Ideally I would have at least a dozen or so such notebooks so they can see actual, industrial use of notebooks and learn from them.
I guess this is a real challenge because of the different research domains. We quickly arrive at levels that are not common knowledge anymore, therefore the preprocessing might not be plausible for an outsider. Furthermore, Jupyter Notebooks that examine data in an industrial setting often use data those companies don’t want to share with third parties. This is why we supervise theses at companies - so that we get more insights. But we are not allowed to share them. If somebody knows a step-by-step-analysis, I am always interested!

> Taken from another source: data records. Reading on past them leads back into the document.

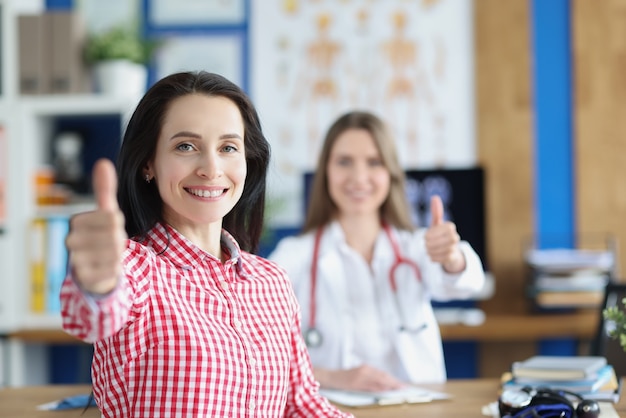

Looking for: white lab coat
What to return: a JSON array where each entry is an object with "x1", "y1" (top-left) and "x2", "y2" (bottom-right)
[{"x1": 268, "y1": 221, "x2": 485, "y2": 384}]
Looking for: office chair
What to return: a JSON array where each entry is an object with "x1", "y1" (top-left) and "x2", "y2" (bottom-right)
[{"x1": 590, "y1": 282, "x2": 626, "y2": 378}]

A Jupyter Notebook that is less on an introductory level is e.g. https://github.com/1kastner/machine-learning-hype-or-hybris/blob/bc57d12f6a95ed06d9aeefbfa7960a18bd738a17/02%20einsatzszenarien/maschinelles-sehen--selbststudienzeit/03%20Klassifiziere%20Verkehrsschilder.ipynb – I am sorry that it is in German.
I remember there were some scientific platforms out there where researchers could submit Jupyter Notebooks and the data that belonged to a journal publication. I just forgot the name of those (I think there were maybe two or three larger ones?). I guess those people did put a lot of effort on style and comprehensibility.